Indeed, in Venezuela the argument has also been propagated that a military intervention “would only affect the government” in functions, thus manipulating a quota of the population to support interfering actions against Caracas.
In May of this year, however, research was published in the US media, The Boston Globe, by Niall Ferguson, Professor at Stanford University and member of the Hoover Institute, a center for the analysis of strategic defense and security issues.
According to the U.S. academic, the Pentagon has concluded that a military intervention in Venezuela would unleash a situation of internal chaos that would require U.S. military presence for at least six years, at a cost of more than 80 billion dollars.
The analysis details the proportionality of the political and military cost of an interfering “adventure” against Caracas, which, as we know, is widely rejected by all political denominations in the international community.
For Ferguson, as for many analysts, the results in the development of a war in Venezuela are unspeakable and unpredictable, and would undoubtedly generate an impact on the population through the occupation and “securing” of Venezuelan land to “pacify the country,” concludes the analyst.
On Maduro’s “weak” government
On April 30, a coup d’état took place in Venezuela, led by Juan Guaidó and Leopoldo López, who, under Washington’s auspices, had organized military insurgency operations that were never consummated and resulted in the operational and military collapse of the attempt.
After such a thunderous failure, John Bolton and Mike Pompeo embarked on a rhetoric, widely publicized in the media, to control damages. According to officials, the failed coup exposed the “weak” position of the Venezuelan government.
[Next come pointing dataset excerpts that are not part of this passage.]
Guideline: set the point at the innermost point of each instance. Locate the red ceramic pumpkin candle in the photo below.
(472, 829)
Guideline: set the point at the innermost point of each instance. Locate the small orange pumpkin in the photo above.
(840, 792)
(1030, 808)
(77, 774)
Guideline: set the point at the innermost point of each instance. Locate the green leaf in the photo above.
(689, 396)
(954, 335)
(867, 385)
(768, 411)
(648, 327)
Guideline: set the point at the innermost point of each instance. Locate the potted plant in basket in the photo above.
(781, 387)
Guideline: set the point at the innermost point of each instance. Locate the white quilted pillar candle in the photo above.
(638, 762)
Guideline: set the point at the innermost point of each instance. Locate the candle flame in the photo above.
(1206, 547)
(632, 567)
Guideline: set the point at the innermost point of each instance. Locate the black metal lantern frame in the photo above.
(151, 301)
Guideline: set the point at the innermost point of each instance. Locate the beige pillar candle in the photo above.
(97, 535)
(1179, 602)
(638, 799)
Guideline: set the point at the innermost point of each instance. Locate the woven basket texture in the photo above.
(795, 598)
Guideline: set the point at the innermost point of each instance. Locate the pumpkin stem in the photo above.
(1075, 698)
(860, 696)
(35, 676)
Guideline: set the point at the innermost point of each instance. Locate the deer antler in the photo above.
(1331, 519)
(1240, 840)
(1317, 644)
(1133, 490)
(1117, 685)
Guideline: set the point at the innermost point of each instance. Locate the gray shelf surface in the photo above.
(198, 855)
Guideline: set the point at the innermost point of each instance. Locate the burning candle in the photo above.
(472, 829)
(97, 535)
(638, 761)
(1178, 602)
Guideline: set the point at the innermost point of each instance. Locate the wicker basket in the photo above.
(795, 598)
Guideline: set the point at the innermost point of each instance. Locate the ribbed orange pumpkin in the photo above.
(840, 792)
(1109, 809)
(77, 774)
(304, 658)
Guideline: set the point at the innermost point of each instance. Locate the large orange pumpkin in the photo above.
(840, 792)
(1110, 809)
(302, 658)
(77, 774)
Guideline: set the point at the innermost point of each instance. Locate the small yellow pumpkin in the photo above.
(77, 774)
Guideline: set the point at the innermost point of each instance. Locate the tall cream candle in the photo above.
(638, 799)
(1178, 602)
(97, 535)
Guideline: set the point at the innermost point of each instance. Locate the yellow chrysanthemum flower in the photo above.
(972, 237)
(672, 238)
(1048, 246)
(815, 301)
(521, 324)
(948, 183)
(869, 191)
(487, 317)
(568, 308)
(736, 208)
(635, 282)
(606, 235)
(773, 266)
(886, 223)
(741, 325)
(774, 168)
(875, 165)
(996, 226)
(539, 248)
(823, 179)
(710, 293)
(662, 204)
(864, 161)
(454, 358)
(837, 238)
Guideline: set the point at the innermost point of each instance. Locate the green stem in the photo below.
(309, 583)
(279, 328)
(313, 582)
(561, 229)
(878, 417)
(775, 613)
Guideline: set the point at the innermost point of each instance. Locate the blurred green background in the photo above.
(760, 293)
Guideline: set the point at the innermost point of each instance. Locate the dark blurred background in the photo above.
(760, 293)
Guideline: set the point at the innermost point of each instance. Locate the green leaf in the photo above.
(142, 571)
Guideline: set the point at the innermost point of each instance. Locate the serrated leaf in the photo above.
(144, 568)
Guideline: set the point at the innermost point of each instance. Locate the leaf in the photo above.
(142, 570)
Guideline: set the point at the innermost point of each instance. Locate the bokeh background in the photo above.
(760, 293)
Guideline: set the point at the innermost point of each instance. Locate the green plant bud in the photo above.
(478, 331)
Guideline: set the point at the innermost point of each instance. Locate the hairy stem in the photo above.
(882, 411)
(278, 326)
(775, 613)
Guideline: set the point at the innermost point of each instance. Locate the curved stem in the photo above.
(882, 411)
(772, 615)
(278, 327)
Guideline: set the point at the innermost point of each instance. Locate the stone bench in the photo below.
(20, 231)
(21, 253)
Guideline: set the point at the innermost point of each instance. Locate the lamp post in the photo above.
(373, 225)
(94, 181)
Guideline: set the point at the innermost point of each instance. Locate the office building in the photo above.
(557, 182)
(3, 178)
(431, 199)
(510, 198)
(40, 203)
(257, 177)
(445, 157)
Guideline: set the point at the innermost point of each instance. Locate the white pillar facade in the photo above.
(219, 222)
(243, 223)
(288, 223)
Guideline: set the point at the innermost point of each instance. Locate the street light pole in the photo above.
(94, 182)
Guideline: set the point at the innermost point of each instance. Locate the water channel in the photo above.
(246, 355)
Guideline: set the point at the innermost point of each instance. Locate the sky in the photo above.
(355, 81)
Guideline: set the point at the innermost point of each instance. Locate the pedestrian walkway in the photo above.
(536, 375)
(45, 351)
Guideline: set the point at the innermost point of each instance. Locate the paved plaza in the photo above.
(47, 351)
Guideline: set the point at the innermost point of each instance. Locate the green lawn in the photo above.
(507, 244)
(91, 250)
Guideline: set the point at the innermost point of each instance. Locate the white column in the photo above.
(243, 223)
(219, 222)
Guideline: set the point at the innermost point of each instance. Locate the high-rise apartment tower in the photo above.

But contrary to the opinion of officials, U.S. media and specialists of diverse persuasions, agree that the failed operation of April 30 has only served to reaffirm the position of the Venezuelan government, thus maintaining the cohesion of the country’s political and institutional fabric.
The military sector, clearly positioned next to Maduro, has not yielded to the set of multidirectional pressures it has suffered and has not initiated an internal struggle, a clear sign that Washington’s call to depose Maduro has not been heeded, nor have the appeals made by “interim president” Juan Guaidó.
For these media and analysts, Trump’s strategy for Venezuela is failing. The Washington Post, The New York Times and the financial information agency Bloomberg have produced publications that are seriously questioning the administration’s onslaught. In fact, it is not the Venezuelan government that is staggering, according to these media, it is the U.S. government itself that is staggering from President Trump’s smallest circle.
The Washington Post recently published an analysis of Venezuela and titled it: “A frustrated Trump questions his administration’s strategy in Venezuela”. In the article, the Post highlights the behind the scenes disagreements between Trump and his Security Advisor John Bolton and State Department Chief Mike Pompeo.
Such contradictions are extremely “particular” according to Jonathan Bernstein, who wrote an article for Bloomberg along the same lines. Bernstein called the divisions between the President and his own staff in the Oval Office “rare” as a consequence of the erratic formula, which fails to achieve the expected results in Venezuela.